Green opens the book with John’s diary, a record of his thoughts and feelings while in his final year at public school. He plans to go to Oxford, and is devouring great literature while pursuing his own writing. He’s alternately overjoyed by his ability to write, and overwhelmed by his perceived inability to meet the high standards he’s set for himself–a conflict any writer can relate to. He’s passionately alive, so when we receive word in the form of one classmate written to another that he’s lost his sight, it feels like a tremendous blow. How, now, will John read?

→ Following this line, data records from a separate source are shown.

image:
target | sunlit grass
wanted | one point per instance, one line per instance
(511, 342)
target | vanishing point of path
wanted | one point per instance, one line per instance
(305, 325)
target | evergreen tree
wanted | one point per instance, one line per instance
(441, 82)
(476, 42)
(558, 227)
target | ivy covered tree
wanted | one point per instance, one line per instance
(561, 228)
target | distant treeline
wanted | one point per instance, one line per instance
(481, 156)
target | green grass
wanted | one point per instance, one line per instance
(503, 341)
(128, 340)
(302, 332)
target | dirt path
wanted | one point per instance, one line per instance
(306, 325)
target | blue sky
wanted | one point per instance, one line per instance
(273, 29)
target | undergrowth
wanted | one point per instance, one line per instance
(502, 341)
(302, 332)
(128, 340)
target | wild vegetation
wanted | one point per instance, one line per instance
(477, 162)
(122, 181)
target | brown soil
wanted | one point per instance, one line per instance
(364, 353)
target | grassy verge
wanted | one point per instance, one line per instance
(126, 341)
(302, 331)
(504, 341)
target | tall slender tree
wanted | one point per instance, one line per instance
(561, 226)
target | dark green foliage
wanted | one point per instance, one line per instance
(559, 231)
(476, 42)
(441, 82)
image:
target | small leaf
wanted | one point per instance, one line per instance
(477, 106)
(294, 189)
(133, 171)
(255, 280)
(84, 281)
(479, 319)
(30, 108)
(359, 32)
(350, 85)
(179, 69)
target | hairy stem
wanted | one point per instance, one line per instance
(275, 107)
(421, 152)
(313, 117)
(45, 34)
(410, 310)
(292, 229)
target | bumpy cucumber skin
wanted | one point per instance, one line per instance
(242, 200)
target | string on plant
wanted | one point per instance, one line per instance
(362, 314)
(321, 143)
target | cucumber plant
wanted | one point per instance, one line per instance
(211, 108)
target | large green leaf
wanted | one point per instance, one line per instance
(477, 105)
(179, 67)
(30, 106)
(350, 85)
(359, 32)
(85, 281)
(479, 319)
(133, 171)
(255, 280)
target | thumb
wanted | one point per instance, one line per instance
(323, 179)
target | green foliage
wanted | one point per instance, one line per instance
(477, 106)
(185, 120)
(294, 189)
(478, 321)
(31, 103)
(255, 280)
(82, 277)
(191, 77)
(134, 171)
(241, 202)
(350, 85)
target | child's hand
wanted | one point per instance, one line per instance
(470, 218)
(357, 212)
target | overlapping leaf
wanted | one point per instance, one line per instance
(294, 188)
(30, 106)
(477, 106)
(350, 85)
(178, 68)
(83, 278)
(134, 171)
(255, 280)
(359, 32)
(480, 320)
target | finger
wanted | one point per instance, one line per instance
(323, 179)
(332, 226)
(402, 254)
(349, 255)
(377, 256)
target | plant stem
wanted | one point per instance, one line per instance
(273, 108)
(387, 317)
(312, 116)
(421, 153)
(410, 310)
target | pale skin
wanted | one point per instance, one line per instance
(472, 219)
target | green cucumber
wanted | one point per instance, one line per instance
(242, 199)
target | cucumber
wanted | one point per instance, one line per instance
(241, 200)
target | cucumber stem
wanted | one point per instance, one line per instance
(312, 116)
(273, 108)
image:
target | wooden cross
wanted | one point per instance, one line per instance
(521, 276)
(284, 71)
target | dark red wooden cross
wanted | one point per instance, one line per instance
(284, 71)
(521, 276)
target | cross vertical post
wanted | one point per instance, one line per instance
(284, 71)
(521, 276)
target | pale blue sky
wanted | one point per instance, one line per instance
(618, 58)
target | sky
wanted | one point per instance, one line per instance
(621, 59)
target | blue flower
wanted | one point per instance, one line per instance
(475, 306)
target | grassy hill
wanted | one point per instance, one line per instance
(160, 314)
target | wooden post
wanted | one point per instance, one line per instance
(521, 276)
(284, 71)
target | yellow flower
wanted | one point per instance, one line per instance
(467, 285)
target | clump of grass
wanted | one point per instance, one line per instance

The book then switches to the third person, internally focalized through various characters. We’re with John as he learns that he’s lost his eyes, and Green makes his depression and despair palpable. Green also gives us POV sections from John’s stepmother, and from Jean, the scarred, poor girl whom John fancies he might romance. While each of these characters was fascinating in her own right, I felt that the shifts disconnected me from the story. I was far more interested in what John thought about Mamma and Jean than in what they thought about him, and those sections felt more like short stories than integrated parts of the novel.